Universal recognition of the Convention and its Protocol is the cornerstone of the international refugee protection regime. 141 States are now parties to one or both of these instruments, and I hope that others will soon accede. But accession is only a first step. Governments must ensure its full and effective implementation through appropriate national legal frameworks and protection structures.
At the same time, we need more than a legal framework in order to protect refugees and find durable solutions. A globalizing world needs a global governance structure for refugees, to provide new opportunities.
UNHCR is at the service of governments. But to be effective, it needs the full support of governments. More must be done to ensure that UNHCR is adequately funded and positioned to act as an essential partner for governments in the global governance of the refugee phenomenon.
We must do more to address the links between migration and asylum. The Convention is not a migration control instrument, and it must not be blamed for States' inability to successfully manage illegal migration. But the difficulties of managing mixed flows of refugees and other migrants must not be underestimated. We must develop new approaches, tools and standards to strengthen the legal and physical protection of refugees, while separating out the undeserving. Indeed, this has been the subject of considerable reflection during the Global Consultations process.
A particularly worrying development is the rise in human smuggling and trafficking. With regular arrival routes closed, many refugees turn to smugglers to reach safety, in spite of the dangers and the financial costs involved. Other migrants portray themselves as refugees to overcome immigration barriers. The result is a blurring of the distinction between refugees and other migrants, and a stigmatization of refugees as people trying to break the law. Here there is another dilemma. Unless governments do more to find lasting solutions for refugees, more of them will fall into the hands of human smugglers, traffickers and criminal networks. Who is then fuelling crime? Fleeing refugees or failing governments?

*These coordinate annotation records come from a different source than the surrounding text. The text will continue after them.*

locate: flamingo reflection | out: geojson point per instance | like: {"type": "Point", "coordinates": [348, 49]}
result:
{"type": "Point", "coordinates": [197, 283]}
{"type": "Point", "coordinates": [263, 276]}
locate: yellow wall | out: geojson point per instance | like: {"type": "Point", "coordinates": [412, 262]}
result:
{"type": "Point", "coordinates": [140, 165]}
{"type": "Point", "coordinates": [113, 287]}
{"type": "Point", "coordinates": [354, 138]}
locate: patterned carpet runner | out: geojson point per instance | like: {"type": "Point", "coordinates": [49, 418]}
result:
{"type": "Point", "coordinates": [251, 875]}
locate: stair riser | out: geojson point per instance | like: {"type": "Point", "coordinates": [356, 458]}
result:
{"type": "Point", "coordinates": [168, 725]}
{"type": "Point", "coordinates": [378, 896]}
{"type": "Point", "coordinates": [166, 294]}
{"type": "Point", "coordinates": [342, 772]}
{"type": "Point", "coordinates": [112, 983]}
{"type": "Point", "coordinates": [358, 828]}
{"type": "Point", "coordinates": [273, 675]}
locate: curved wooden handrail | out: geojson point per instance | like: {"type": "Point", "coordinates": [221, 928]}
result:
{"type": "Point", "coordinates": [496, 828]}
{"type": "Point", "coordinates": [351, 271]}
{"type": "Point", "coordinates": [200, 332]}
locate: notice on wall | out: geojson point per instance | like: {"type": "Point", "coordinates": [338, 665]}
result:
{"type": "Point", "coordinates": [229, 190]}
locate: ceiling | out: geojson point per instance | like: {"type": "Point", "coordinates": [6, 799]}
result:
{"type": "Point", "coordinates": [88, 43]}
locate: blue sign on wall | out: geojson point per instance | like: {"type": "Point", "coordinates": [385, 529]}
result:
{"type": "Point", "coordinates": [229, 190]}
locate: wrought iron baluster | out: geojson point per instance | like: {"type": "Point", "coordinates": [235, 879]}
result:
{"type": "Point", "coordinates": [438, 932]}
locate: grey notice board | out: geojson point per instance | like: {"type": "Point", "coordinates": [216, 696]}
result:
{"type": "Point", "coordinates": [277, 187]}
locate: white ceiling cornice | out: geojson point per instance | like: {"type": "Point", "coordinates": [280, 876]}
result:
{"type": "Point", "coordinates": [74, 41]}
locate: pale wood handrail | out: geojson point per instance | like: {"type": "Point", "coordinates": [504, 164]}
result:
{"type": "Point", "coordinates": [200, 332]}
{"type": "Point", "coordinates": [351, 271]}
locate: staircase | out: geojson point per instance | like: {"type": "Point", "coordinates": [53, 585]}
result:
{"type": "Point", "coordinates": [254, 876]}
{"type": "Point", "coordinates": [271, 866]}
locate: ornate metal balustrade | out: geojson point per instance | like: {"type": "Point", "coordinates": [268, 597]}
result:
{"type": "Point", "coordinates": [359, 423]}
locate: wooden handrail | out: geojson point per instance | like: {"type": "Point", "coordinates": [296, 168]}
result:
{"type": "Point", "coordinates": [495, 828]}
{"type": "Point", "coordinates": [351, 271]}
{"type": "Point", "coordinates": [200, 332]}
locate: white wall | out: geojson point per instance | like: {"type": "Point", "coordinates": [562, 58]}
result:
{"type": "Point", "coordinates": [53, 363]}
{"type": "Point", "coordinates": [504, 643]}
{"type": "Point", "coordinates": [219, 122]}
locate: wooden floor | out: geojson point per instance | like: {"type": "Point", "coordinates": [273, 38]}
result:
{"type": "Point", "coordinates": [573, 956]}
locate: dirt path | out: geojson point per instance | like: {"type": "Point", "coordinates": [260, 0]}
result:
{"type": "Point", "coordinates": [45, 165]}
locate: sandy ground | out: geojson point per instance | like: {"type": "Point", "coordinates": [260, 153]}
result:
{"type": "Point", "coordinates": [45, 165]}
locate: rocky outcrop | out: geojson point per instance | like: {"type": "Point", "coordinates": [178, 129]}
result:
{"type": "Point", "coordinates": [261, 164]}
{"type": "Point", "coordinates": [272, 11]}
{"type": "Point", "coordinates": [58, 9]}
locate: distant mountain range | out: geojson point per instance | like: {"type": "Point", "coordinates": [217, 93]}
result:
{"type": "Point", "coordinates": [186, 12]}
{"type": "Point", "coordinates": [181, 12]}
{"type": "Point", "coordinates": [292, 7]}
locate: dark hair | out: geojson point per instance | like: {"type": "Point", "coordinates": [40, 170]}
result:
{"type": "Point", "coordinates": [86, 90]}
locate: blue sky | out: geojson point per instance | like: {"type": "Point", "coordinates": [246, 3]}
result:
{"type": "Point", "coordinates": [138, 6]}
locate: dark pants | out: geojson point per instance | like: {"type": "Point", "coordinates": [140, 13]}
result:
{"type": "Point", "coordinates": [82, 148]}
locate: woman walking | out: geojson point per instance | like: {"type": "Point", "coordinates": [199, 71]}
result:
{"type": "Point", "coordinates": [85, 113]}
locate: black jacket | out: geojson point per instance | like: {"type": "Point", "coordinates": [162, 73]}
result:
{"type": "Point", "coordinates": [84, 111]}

Finally, we must do more to address the root causes of forced displacement. The real challenge is to create an environment in which people are not forced to flee their homes in the first place. Of course, it is better to bring safety to people, not people to safety. But when the international community fails to do this, as it frequently does, we must uphold the right of people to seek and enjoy asylum. We must also ensure that States cooperate, in a true spirit of burden sharing, to provide protection and assist refugees and to find lasting solutions to their plight. Above all, we must ensure that refugees are not forcibly returned to places where their lives may be at risk. These are minimum standards of humanity, and they are the basis of the 1951 Refugee Convention.